Arts & Events

The Theater: ‘All Wear Bowlers’ at Berkeley Rep

By Ken Bullock, Special to the Planet
Friday December 01, 2006

A pair of derbies sit alone in the light on stage at Berkeley Rep, visually out of line, but syncopated. After a pause, they skitter off under, it seems, their own power, and a movie projection begins on the white screen upstage from where the hats so coyly posed ... 

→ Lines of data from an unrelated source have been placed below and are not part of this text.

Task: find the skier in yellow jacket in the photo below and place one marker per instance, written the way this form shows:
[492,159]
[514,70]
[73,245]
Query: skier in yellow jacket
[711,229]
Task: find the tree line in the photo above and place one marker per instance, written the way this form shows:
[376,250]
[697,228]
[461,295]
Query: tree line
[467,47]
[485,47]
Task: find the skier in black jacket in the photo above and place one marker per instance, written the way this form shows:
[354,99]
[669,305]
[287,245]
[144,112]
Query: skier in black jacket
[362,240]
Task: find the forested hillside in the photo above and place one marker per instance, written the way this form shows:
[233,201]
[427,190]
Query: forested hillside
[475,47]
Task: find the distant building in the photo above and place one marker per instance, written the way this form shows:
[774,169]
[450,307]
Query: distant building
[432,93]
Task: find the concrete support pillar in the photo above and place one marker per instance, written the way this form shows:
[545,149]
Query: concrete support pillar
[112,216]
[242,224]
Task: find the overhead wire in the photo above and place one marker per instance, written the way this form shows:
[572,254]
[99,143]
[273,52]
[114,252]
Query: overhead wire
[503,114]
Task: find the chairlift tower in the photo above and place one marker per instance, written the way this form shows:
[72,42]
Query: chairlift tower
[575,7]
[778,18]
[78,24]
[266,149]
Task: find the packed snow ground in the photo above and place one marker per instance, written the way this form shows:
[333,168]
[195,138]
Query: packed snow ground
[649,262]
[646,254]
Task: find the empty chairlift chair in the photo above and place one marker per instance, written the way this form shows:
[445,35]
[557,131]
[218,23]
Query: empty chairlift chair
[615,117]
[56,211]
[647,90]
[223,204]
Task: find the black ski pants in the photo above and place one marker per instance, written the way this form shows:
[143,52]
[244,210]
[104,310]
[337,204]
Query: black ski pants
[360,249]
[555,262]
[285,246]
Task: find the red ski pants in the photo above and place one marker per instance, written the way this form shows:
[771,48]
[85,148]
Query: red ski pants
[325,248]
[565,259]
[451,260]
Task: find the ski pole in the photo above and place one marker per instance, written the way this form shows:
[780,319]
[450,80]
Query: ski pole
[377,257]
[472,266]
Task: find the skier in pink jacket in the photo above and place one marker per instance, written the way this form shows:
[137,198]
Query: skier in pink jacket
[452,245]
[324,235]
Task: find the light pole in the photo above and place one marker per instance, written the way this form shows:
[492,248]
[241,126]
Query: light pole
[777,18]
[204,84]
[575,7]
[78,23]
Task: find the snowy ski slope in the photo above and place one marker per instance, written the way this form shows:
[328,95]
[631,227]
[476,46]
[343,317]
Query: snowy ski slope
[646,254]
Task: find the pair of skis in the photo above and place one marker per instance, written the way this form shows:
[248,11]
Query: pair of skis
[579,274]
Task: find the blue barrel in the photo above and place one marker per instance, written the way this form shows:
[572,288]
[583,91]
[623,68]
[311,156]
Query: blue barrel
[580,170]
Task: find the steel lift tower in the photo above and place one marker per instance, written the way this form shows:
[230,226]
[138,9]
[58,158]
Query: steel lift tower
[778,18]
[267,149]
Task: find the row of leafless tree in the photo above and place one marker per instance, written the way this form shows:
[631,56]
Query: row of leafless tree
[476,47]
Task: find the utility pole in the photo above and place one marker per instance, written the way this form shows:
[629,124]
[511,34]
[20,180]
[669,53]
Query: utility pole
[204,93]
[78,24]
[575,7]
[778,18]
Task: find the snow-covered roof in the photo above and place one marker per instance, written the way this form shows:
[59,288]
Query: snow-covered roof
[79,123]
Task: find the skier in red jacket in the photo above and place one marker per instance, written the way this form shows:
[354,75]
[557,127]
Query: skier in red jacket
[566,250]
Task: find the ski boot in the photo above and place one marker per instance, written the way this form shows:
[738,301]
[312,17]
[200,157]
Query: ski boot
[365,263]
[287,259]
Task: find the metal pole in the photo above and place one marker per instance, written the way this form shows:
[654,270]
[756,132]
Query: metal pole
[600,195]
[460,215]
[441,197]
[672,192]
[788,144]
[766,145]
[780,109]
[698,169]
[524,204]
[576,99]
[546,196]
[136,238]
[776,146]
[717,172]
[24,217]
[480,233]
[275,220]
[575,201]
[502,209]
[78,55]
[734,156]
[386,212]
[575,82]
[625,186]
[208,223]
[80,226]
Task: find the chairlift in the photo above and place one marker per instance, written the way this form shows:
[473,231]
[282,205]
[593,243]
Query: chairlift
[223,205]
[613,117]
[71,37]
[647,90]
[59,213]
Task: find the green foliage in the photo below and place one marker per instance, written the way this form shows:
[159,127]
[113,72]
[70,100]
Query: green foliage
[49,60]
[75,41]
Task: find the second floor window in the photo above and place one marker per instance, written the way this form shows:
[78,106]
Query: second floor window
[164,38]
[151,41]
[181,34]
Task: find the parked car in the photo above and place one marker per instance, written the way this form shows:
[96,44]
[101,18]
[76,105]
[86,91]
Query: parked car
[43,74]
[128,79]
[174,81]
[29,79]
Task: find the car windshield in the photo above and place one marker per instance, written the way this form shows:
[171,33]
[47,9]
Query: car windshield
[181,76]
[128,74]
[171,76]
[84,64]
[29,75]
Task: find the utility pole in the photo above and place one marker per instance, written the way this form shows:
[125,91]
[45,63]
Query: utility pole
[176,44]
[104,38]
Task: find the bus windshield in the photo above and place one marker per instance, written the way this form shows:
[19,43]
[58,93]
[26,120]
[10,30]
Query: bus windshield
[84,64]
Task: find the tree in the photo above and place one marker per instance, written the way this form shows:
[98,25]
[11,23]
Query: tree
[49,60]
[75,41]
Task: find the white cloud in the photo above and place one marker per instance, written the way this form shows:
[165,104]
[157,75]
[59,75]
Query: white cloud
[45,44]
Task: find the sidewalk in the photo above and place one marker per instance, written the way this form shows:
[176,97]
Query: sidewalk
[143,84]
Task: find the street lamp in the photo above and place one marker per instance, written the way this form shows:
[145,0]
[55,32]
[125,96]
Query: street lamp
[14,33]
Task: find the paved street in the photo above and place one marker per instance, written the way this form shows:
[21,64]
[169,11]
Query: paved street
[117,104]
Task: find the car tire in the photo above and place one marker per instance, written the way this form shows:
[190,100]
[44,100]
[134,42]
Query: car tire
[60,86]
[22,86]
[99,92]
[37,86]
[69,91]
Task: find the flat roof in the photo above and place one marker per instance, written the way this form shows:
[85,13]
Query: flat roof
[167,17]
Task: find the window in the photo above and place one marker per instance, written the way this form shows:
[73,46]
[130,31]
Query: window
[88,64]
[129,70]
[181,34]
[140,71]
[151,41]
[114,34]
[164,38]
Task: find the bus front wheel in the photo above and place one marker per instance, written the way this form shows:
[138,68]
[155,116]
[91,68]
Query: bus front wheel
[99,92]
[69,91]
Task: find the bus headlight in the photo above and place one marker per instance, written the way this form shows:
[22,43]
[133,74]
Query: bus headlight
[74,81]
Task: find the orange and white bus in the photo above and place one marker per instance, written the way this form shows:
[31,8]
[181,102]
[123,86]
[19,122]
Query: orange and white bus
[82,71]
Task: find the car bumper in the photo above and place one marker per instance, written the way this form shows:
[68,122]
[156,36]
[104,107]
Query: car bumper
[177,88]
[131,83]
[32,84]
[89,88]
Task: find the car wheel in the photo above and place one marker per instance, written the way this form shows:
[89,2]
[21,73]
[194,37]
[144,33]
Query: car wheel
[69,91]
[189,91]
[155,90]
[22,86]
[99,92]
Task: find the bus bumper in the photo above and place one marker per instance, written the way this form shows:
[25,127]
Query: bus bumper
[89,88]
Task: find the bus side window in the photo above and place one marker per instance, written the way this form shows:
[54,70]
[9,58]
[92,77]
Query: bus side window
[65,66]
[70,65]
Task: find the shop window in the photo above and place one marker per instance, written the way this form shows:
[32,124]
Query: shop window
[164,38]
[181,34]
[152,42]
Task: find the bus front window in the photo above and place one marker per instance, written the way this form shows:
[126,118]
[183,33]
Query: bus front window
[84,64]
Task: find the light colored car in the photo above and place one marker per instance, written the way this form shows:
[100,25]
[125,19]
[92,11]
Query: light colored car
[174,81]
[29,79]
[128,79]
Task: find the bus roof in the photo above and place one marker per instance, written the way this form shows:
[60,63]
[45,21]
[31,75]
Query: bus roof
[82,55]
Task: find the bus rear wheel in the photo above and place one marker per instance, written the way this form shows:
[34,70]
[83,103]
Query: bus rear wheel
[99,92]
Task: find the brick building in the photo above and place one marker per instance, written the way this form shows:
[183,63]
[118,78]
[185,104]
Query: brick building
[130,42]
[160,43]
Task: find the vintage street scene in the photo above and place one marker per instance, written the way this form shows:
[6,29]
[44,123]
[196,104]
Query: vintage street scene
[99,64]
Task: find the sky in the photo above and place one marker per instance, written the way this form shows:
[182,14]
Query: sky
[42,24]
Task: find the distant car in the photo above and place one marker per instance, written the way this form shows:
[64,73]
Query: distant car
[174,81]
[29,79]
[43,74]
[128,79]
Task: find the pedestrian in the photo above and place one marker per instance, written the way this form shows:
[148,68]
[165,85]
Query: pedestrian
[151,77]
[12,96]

Titles scroll, then two figures appear in the branches of a great bare tree, both in derbies. Shades of Godot! But these two-dimensional creatures leave the screen, after wandering down a dusty road, and appear before the audience, covered with stagy chalk dust, as fully-rounded stage clowns Earnest and Wyatt (aka Geoff Sobelle and Trey Lyford), surprised—even aghast—at the crowd they find themselves before, but whom they cajole, threaten, trample and constantly interact with throughout All Wear Bowlers, directed by Aleksandra Wolska. 

The show proceeds like a Slinky’s ungainly downstairs tumble through an outpouring of routines—and indeed, the clowns themselves credit David Shine for telling them they needed more characterization for their original compendium of bits. They raise holy hell onstage and off, finally literally bringing down the house, otherwise sitting back on a brace of seats stolen from under two spectators to observe the aftermath of their mayhem. 

Gimmicks are standard enough: a ladder, a fire extinguisher, an endless baker’s dozen of eggs (or is it only one or two?), a spoon to tap them with, a handkerchief, the ubiquitous bowlers of the title. When things really get going, it’s an old-fashioned Chinese Fire Drill of clown schtick by two very talented present-day practitioners. 

The problem seems to be with the hook, not the old vaudeville method of getting a ham offstage. Their original instincts more than half-right, the talented team took their preshow development criticism too much to heart, and have tried a little too hard, as the head to an interview in the program put it, at “turning something into nothing.” 

That “nothing” is an homage to Absurdism, which the dramaturg’s notes define by dictionary and link to Existentialism. “Theatre of the Absurd,” the term stuck to Beckett’s plays (as well as Ionesco’s and others, like Genet and Adamov), was coined by Martin Esslin of Stanford (also noted) as an English rough equivalent of “Theatre nouveau,” meaning a recycling of older, often surrealist techniques in postwar drama. 

All Wear Bowlers makes reference, or homage, to that, as well as Buster Keaton’s astonishing film, Sherlock, Jr., in their play with onscreen-offscreen (and onstage) movement—very creative technically, but a little bit awkward, like an absurd fish out of water, with its framing device. Buster returned in triumph to performing with baldly unexplanatory clown routines, which were nonetheless full of character—and recently a local troupe, Mugwumpin, improvised a show out of a nervewracking audition for clowns, red noses the only hook in sight. 

Earnest and Wyatt prove a good team, through composite bits, strings of old chestnuts that start to come alive, like a presumably dead (and overly flexible) body, victim of partner’s manslaughter, who revives as rebellious, ukelele-playing ventriloquist dummy, then morphs into a Wray-o-phage King Kong—or bits of playful stage magic with eggs to mouth, guns from frisked spectators. A quick nod to Magritte works well enough, because it’s quick. But Beckett’s pauses weren’t looking back over the shoulder, or at the audience for a response, for recognition. 

Unfortunately, the archness, not the showmanship gets telegraphed. Two Laurels to somebody else’s (the audience’s?) Hardy, the pair are straitjacketed by the conceit of the show from exhibiting the unabashed freedom, the salutary destructiveness that the silent comedians—as well as the Marx Brothers and recent comics like Dick Shawn—launched into, using the theme as a pretext to take off from, even to tear up—not to exhibit for approval. The original Absurdist plays—like Arthur Adamov’s Ping-Pong, maybe the most relentlessly slapstick-y, show how to deploy the old music hall and burlesque routines and poses to achieve, not quote, profundity.